Die Familienfreundlichkeit unserer Musikwoche konnte jeder vor allem beim gemeinsamen Essen im Speisesaal beobachten. Wer es von den Jüngeren schon kann, singt oder spielt mit. Von Victoria war dies mit ihren vier Monaten aber noch nicht zu erwarten. Katharina Reibiger ließ es sich trotzdem nicht nehmen, in ihrer Elternzeit wieder die Chorleitung zu übernehmen. Dafür übernahm der Vater Christian neben seiner Basspartie befristet die Rolle des Hausmannes. Evelyn, Nathanael, Constantin und Dominik vervollständigten die Gruppe der hoffnungsweckenden Noch-nicht-Mitwirkenden, welche wieder von Uta betreut wurde und ihren Eröffnungsbeitrag zum Bunten Abend leistete.

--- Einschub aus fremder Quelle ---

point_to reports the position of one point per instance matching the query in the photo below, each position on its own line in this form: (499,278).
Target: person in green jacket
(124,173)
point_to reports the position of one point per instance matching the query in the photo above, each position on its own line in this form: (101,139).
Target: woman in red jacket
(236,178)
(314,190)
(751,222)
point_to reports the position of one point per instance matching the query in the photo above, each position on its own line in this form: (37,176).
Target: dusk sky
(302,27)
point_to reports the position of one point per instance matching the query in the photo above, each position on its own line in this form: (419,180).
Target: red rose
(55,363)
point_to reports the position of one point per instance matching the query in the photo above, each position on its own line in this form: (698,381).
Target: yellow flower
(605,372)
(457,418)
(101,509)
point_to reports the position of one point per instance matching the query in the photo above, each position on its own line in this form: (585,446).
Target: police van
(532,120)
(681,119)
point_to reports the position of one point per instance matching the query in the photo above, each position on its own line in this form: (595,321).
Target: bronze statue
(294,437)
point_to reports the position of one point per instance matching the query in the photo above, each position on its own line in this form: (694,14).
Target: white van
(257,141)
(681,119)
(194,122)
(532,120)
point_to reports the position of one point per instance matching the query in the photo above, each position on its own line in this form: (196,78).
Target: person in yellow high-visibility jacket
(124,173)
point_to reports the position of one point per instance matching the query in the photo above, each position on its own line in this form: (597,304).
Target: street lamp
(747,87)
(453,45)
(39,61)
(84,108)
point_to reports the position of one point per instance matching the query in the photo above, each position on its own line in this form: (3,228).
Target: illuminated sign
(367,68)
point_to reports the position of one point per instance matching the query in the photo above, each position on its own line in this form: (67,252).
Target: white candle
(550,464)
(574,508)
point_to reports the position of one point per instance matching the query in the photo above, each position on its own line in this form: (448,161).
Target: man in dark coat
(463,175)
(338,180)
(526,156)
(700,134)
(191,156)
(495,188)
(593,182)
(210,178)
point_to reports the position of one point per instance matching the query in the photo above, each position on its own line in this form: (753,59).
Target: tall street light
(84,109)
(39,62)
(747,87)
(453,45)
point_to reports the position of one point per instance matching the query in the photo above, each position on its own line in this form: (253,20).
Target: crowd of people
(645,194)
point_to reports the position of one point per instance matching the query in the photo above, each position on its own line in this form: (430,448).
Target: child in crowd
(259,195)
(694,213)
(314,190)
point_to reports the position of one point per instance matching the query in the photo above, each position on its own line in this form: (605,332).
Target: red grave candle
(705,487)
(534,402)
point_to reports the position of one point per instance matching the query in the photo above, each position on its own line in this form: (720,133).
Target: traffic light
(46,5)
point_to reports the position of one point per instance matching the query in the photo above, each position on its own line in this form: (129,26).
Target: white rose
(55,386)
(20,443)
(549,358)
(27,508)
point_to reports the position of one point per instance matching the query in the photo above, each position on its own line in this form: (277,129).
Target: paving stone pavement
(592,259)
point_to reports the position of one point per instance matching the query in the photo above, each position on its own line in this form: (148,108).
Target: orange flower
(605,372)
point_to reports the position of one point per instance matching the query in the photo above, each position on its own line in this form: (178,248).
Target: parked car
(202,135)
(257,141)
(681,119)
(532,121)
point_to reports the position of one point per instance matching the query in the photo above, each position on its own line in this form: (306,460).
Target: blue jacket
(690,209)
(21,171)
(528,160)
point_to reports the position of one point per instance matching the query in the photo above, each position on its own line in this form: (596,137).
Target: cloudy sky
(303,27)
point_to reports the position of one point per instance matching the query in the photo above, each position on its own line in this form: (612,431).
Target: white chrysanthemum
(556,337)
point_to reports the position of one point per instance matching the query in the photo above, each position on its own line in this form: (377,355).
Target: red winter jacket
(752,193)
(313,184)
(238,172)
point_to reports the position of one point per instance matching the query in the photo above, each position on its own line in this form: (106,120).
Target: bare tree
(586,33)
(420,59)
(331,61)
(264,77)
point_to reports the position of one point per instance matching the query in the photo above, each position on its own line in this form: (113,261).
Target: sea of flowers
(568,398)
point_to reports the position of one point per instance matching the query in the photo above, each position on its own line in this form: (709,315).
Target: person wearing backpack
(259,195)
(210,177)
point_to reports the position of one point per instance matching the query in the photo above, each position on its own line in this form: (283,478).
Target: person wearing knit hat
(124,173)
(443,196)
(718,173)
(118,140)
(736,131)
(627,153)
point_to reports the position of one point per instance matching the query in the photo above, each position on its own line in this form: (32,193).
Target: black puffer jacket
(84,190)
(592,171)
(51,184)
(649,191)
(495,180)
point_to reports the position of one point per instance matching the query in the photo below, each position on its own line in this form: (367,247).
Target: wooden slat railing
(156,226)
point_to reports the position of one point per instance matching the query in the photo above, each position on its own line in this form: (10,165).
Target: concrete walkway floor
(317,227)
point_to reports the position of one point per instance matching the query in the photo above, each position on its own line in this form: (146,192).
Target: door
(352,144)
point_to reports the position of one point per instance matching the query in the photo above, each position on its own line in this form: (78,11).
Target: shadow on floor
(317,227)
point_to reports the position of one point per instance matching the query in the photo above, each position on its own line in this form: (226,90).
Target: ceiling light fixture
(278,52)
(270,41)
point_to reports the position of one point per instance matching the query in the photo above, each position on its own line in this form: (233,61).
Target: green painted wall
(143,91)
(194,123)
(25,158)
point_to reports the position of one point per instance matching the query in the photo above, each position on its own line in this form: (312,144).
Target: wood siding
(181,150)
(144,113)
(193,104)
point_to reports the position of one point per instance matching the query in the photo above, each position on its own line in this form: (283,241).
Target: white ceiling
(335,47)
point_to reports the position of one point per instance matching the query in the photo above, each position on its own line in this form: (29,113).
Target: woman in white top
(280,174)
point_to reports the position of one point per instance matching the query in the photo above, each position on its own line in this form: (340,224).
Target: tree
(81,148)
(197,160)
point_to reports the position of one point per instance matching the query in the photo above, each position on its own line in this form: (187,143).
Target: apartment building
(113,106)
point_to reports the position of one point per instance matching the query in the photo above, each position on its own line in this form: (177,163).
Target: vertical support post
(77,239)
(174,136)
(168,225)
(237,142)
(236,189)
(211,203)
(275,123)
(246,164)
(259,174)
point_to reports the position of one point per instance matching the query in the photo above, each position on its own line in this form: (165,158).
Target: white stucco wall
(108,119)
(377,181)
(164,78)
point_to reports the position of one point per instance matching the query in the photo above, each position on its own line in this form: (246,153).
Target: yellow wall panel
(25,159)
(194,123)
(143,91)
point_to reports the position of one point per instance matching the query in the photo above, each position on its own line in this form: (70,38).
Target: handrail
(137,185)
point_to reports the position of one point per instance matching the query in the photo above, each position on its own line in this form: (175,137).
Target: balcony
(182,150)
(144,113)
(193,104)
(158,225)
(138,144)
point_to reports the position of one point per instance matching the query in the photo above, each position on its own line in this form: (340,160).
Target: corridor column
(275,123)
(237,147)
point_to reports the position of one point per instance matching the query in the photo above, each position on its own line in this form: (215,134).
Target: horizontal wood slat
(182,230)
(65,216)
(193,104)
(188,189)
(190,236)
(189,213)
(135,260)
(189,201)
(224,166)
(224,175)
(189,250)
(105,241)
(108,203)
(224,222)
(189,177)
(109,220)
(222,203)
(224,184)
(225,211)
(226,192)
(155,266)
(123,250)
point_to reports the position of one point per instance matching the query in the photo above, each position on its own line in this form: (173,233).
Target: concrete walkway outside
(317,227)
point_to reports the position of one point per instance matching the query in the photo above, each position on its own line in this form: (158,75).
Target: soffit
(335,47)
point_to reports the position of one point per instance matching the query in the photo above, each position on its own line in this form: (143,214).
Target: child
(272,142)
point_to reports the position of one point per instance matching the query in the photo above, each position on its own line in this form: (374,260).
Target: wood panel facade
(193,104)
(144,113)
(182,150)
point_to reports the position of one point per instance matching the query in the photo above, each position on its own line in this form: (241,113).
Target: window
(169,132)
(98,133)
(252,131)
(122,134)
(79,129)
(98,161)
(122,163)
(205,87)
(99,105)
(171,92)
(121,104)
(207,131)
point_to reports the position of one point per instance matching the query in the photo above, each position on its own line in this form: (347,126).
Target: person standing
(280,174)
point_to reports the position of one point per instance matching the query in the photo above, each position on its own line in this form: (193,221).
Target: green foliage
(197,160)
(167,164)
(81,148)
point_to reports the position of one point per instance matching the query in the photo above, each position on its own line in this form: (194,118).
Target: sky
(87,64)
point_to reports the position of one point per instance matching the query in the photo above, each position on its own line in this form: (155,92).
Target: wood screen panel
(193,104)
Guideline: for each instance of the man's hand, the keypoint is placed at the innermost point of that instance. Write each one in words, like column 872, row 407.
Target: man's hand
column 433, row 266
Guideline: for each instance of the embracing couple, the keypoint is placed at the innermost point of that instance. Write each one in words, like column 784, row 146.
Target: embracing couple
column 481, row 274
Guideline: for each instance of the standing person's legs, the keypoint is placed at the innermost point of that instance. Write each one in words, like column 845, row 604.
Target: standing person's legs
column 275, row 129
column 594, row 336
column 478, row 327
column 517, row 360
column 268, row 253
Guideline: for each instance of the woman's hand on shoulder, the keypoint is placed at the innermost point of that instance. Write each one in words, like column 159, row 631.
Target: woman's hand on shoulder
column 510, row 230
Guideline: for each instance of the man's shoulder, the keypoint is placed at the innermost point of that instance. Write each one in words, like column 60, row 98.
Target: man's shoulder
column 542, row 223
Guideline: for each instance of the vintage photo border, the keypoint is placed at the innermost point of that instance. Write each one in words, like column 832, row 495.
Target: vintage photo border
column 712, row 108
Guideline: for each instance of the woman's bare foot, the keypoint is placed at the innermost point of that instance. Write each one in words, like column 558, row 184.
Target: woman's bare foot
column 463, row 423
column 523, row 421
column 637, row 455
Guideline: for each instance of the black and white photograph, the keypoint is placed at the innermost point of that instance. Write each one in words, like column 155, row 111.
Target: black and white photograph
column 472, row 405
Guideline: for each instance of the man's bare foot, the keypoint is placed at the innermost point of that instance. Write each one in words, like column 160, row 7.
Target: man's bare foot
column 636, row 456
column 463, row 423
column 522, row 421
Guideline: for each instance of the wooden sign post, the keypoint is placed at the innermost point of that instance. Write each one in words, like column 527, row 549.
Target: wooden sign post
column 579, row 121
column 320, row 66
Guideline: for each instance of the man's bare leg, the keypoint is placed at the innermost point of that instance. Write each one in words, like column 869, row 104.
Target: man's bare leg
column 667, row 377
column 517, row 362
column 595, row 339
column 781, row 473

Beide Konzerte begannen mit einer Orgelsonate von Mendelssohn-Bartholdy. Die Solistin, Johanna Schulze, war uns durch ihre Schwester und langjährige Mitgeigerin Alwine von vornherein vertraut. Alwine unterstützte ihre Schwester auf der Orgelempore bei der nachfolgenden Begleitung des Chores als alter ego von der im Altarraum dirigierenden Katharina Reibiger. Für die drei war es eine große Leistung, trotz der Weite der Kirchenschiffe Chor und Orgel zusammengehalten zu haben. Die Disziplinierung der Chorsänger war dabei wahrscheinlich die größere Herausforderung. Zumindest die jubelnde Schlussstrophe von Regers Choralkantate „Meinen Jesum lass ich nicht“ mit vierstimmigem Chorsatz über dem cantus firmus von Orgel und Gemeindegesang sowie umrahmenden Geigen- und Bratschensoli wird keiner so schnell vergessen, der dabei gewesen ist. Von den Choristen auch keiner die a cappella-Kantate "Singet dem Herrn ein neues Lied“ von Hugo Distler als größte Herausforderung, welche in den Konzerten so sauber wie in keiner Probe je zuvor gelang. Distler hatte diese Kantate 1934 als Antwort auf die Dominanz der Deutschen Christen in Lübeck komponiert. Die a cappella Motette von Duruflé „Ubi caritas“ und die orgelbegleitete Choralmotette „Gott, unser Schöpfer“ von Gardonyi rundeten das Chorprogramm wohltuend ab. Nach dem abschließenden, strahlend gesungenem Psalm 150 „Alleluja. Lobt Gott in seinem Heiligtum“ von Franck mit fulminanter Orgelbegleitung konnten die Konzertbesucher in der Umbaupause die Chorwerke nachklingen lassen, bevor mit der Sibelius-Sinfonie ein weiterer Höhepunkt kam.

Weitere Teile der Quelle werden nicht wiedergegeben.